No obstante, en abril de 1962, las relaciones norteamericano-alemanas se hallaban fuera de todo control. El 21 de abril se dejó filtrar un plan norteamericano que pedía la creación de una Autoridad Internacional de Acceso para controlar el tráfico de entrada y salida de Berlín. Consistiría en cinco participantes occidentales (las tres potencias occidentales de ocupación más la República Federal y Berlín occidental), otros cinco comunistas (la Unión Soviética, Polonia, Checoslovaquia, la República Democrática Alemana y Berlín oriental) y tres neutrales (Suecia, Suiza y Austria). La unificación sería promovida por cierto número de comités compuestos, a partes iguales, por funcionarios de las dos Alemanias.
Como era de prever, Adenauer se opuso frontalmente a la creación de una Autoridad de Acceso, especialmente si en ésta Alemania Oriental y Occidental tenían el mismo status. Además, la participación de representantes de Berlín oriental y occidental debilitaría el ya frágil status de cuatro potencias de la ciudad, y daría relieve al papel de Alemania Oriental. Como el número de comunistas que habría en la Autoridad de Acceso sería igual al número de representantes de las democracias, la decisión recaería en tres países débiles y neutrales, expuestos al chantaje soviético. Adenauer consideró que éste era un pobre sustituto del hasta entonces vigente compromiso norteamericano.
Adenauer decidió poner el dedo en la llaga, y dio el paso, para él sin precedentes, de criticar en público a su principal aliado. En conferencia de prensa del 7 de mayo de 1962 rechazó categóricamente la Autoridad Internacional de Acceso.

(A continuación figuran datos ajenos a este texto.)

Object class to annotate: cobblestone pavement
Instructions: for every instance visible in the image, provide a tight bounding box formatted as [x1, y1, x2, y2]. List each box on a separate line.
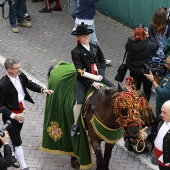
[0, 0, 158, 170]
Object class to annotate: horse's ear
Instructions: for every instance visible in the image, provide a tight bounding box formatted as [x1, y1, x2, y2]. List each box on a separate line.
[118, 83, 123, 93]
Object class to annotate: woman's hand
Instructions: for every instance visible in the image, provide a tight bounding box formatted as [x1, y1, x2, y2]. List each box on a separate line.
[137, 131, 148, 140]
[144, 71, 154, 81]
[92, 82, 103, 89]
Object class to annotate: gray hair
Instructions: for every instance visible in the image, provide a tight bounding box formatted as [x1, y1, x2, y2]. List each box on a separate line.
[4, 59, 19, 70]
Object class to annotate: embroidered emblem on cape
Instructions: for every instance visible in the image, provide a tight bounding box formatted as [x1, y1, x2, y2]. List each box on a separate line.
[47, 121, 63, 142]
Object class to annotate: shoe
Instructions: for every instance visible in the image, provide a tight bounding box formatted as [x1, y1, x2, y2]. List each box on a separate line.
[11, 25, 19, 33]
[151, 157, 158, 165]
[71, 125, 80, 137]
[12, 156, 20, 168]
[125, 142, 133, 152]
[39, 8, 52, 13]
[106, 59, 112, 65]
[18, 21, 32, 27]
[51, 6, 62, 11]
[24, 15, 31, 21]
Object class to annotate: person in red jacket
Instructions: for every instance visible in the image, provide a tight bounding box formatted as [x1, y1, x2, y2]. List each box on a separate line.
[39, 0, 62, 13]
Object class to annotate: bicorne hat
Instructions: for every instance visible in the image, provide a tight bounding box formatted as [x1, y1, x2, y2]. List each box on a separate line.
[71, 22, 94, 35]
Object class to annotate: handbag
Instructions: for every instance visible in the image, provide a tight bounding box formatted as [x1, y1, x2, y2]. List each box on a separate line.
[115, 50, 127, 82]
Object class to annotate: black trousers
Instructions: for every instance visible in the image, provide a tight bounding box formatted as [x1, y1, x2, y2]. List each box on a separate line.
[159, 165, 170, 170]
[76, 78, 115, 104]
[130, 73, 152, 102]
[2, 114, 23, 147]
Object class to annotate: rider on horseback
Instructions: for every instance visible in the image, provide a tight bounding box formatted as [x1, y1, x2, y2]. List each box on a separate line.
[71, 23, 114, 136]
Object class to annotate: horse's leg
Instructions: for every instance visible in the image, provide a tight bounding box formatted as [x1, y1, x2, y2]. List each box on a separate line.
[104, 143, 115, 170]
[91, 141, 106, 170]
[71, 156, 80, 169]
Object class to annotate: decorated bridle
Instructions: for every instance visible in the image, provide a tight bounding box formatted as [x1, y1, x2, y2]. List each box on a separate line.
[112, 77, 146, 129]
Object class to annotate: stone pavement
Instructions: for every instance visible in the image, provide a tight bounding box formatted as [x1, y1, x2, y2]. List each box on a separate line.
[0, 0, 158, 170]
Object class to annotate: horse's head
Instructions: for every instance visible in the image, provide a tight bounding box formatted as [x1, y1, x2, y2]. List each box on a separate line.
[112, 83, 147, 135]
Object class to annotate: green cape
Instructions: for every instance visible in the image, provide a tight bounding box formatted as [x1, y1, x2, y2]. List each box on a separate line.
[40, 62, 93, 169]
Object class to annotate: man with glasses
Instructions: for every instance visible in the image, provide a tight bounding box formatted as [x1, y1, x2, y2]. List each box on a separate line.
[0, 59, 53, 170]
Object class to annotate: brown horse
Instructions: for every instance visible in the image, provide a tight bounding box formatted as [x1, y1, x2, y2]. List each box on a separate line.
[73, 81, 152, 170]
[46, 65, 151, 170]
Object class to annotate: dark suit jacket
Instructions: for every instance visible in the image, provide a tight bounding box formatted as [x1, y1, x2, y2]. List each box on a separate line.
[0, 144, 12, 170]
[71, 43, 106, 85]
[148, 118, 170, 164]
[0, 72, 43, 117]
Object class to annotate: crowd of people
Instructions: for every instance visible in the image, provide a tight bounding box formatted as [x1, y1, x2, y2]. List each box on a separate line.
[0, 0, 170, 170]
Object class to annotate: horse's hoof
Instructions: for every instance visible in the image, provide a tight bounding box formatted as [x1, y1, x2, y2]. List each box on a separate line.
[71, 157, 80, 169]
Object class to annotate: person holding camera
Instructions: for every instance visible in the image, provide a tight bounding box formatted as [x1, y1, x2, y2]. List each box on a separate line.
[148, 7, 170, 60]
[0, 59, 53, 170]
[125, 27, 159, 101]
[144, 55, 170, 119]
[0, 131, 12, 170]
[138, 100, 170, 170]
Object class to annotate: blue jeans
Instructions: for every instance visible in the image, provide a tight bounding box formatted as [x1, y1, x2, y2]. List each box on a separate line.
[9, 0, 26, 26]
[70, 0, 77, 20]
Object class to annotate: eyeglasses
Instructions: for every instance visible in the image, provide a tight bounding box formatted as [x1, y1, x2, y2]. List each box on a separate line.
[165, 62, 170, 67]
[10, 66, 21, 70]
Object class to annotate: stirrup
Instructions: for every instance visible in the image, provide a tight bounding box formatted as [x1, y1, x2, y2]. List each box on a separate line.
[71, 125, 80, 137]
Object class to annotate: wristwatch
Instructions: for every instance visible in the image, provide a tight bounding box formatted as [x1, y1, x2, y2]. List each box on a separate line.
[151, 80, 155, 83]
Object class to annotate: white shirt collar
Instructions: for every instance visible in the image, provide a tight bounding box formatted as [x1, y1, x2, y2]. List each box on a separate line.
[7, 73, 19, 80]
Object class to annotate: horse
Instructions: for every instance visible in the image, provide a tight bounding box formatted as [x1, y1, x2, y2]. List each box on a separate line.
[79, 80, 151, 170]
[45, 63, 153, 170]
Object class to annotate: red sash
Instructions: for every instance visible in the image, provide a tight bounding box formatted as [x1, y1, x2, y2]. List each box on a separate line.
[154, 147, 170, 167]
[90, 64, 97, 75]
[11, 102, 25, 114]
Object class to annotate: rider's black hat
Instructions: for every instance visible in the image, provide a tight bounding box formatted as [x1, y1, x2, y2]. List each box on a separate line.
[71, 22, 94, 35]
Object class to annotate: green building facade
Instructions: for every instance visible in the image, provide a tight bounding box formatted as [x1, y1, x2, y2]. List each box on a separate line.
[97, 0, 170, 28]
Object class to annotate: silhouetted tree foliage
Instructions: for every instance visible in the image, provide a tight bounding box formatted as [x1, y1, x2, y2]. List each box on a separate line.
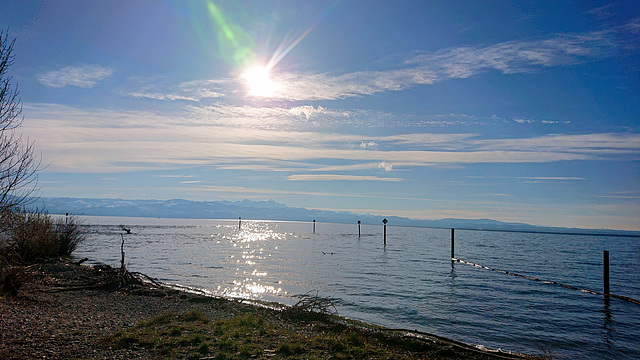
[0, 30, 41, 212]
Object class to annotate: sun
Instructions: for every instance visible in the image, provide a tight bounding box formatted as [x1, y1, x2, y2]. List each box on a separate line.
[242, 65, 278, 97]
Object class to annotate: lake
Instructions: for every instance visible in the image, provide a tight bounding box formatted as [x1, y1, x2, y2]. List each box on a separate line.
[74, 216, 640, 359]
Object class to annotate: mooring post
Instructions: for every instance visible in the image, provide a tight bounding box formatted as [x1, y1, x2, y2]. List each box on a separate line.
[382, 219, 388, 246]
[451, 228, 455, 262]
[602, 250, 609, 295]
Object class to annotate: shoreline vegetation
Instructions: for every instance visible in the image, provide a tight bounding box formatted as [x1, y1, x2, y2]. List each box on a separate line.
[0, 257, 548, 359]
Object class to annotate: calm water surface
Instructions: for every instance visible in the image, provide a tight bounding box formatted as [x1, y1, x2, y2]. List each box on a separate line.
[75, 217, 640, 359]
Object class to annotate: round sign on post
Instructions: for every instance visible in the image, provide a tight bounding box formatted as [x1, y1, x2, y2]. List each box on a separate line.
[382, 219, 389, 246]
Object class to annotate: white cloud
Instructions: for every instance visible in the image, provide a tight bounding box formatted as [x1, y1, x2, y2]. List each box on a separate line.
[287, 174, 403, 181]
[360, 141, 378, 149]
[254, 21, 624, 101]
[38, 65, 113, 88]
[23, 104, 640, 174]
[121, 78, 228, 101]
[378, 161, 393, 172]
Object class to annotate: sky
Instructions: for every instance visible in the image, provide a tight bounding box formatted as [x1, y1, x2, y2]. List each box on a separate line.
[0, 0, 640, 230]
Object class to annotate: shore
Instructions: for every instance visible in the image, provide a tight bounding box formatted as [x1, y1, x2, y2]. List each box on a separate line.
[0, 261, 534, 359]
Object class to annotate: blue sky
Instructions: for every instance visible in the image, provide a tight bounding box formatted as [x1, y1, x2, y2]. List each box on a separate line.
[0, 0, 640, 230]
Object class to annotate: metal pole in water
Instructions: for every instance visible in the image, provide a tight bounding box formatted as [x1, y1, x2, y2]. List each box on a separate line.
[602, 250, 609, 295]
[451, 228, 455, 261]
[382, 219, 388, 246]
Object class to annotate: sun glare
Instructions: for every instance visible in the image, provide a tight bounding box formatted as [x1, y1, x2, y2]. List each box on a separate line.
[242, 65, 277, 97]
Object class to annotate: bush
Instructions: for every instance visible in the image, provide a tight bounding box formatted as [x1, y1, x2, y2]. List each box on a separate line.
[0, 210, 84, 263]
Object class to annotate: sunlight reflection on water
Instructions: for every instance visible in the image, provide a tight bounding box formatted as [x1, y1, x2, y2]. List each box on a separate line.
[76, 218, 640, 359]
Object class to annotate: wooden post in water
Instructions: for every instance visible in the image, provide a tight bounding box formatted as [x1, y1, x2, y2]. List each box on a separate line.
[451, 228, 455, 262]
[602, 250, 609, 295]
[382, 219, 388, 246]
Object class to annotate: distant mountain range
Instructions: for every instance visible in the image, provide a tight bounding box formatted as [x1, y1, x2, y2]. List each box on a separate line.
[34, 197, 640, 237]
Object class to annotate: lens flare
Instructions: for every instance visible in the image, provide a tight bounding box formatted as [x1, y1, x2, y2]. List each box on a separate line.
[207, 1, 255, 67]
[242, 65, 278, 97]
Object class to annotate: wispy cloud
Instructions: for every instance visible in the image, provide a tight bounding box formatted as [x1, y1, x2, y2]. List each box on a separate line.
[24, 104, 640, 174]
[260, 21, 638, 101]
[121, 79, 227, 102]
[287, 174, 403, 181]
[38, 65, 113, 88]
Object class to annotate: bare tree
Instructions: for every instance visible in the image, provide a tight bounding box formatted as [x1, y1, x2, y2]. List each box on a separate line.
[0, 30, 41, 212]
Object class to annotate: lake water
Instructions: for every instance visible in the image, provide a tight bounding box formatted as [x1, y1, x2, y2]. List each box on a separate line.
[74, 217, 640, 359]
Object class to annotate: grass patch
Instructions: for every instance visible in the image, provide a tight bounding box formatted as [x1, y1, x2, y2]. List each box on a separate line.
[103, 310, 458, 359]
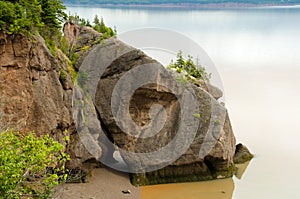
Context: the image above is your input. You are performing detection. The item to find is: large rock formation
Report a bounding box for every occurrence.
[68,26,244,185]
[0,32,93,176]
[0,24,252,185]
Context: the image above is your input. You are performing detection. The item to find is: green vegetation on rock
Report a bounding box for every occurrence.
[167,51,211,81]
[0,131,69,199]
[0,0,66,34]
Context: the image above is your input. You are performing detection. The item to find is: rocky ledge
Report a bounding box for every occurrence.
[0,24,253,185]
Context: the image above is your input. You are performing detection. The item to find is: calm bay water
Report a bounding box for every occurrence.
[68,6,300,199]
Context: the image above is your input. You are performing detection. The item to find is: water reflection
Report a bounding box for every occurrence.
[141,162,249,199]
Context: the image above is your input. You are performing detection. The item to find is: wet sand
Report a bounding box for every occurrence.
[141,178,234,199]
[53,168,140,199]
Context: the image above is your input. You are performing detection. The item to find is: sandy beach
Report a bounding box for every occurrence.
[53,168,140,199]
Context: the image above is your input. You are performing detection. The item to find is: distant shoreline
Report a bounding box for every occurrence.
[65,3,300,9]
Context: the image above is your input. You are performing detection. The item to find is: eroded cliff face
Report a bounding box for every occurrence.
[65,25,240,185]
[0,32,93,174]
[0,24,251,185]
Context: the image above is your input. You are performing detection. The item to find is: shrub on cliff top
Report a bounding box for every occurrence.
[0,0,66,34]
[167,51,211,81]
[0,131,69,198]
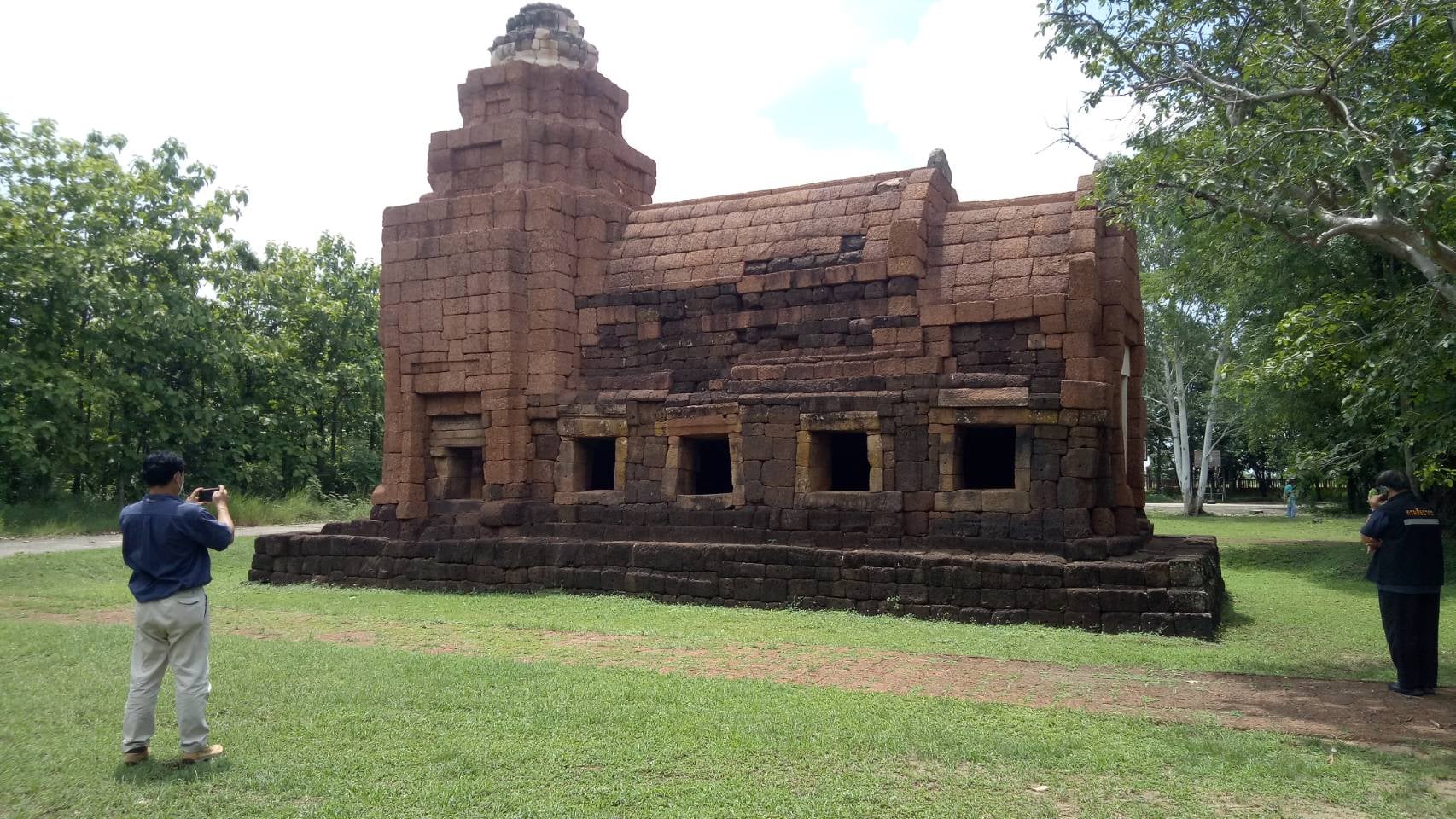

Me parece que no se puede aplicar todo este plan. Ustedes saben bien que, al final, tres países, a saber, Suecia, Austria y Suiza, tendrán el voto decisivo, ya que los votos del Este y los del Oeste quizá se anularán unos a otros. Entonces, quiero preguntar a ustedes si esos países responderían afirmativamente si se les preguntara si les gusta este papel. ¡Yo no lo creo!